En Sueño Profético se vio el campo. Era sin camino y nada sembrado, que hubieran sembrado las manos del hombre.
Llegaron dos hombres, sin verse a distancia ni tampoco cerca. Es que Dios los pone como si estuvieran. Que un día estuvieron, cuando con el cuerpo vivían en la Tierra. Ninguno era viejo. Uno llegaba a los 40. Y el otro, dos más de los 60.
Dijo el mayor al más joven:
¡No es la ciudad la que cambia, es el hombre a la ciudad! Unas veces la mejora, y otras se equivoca al mejorar. Casi siempre en la mejora va dejando a Dios atrás. Esto es lo que no me gusta del hombre de la ciudad. Yo la visito poco, y menos la voy a visitar.
Cuando llego a mi campo, miro al Cielo, miro al monte, miro donde tengo los pies. ¡Que hay tantas plantas y tantas flores...! ¡Tantas hierbas que el ganado se las discute por sus exquisitos sabores...!
Aquí nada tiene cambio con el Cielo, con lo que nace sin manos y con el monte. ¡Si viera con la alegría que, cuando Dios manda el agua, baja por ese monte...! Porque sabe el bien que trae aquí y a la trepa del monte.
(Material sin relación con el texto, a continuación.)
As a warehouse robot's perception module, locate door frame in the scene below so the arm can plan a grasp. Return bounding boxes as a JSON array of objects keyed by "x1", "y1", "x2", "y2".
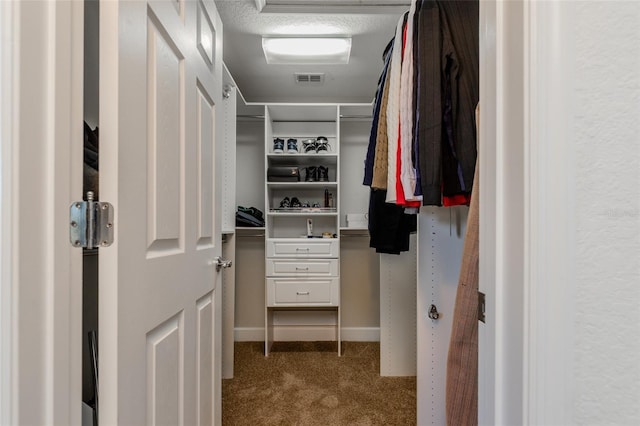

Yo no me siento viejo. ¡Es que llevo a Dios en mi mente igual que lo tuve de niño! Y la muerte, que me llegue antes de sentir el vacío, como el hombre de la ciudad, que hoy tiene.
Desperté, oí:
No podía contestarle
a aquel hombre
que cátedras llevaba
dentro de su misma sangre.
¡Era a Dios y a otra Vida
a lo que daba importancia!
Yo llegué a la ciudad
refiriendo sus palabras.
Y lo mismo que yo sentí,
sentía el que le hablaba.
“¡No es la ciudad la que cambia,
es el hombre a la ciudad!”.
Esto le salía con pena.
Este hombre culpaba al hombre
de que el hombre a Dios no quisiera.
Despreciaba a la ciudad
y amaba la Naturaleza.
Aquí, el cambio que había
es tener a Dios más cerca.
Me despidió diciéndome:
“Si yo fuera nube,
¡yo no bajaría a la Tierra!”.
***
Libro 19 - Dios Manda en Su Gloria que Enseñen - Tomo III - Pág. 106-107-108
Para quien viva en la ciudad, contagiar Paz y mirar a las personas más que al reloj,ya es caridad.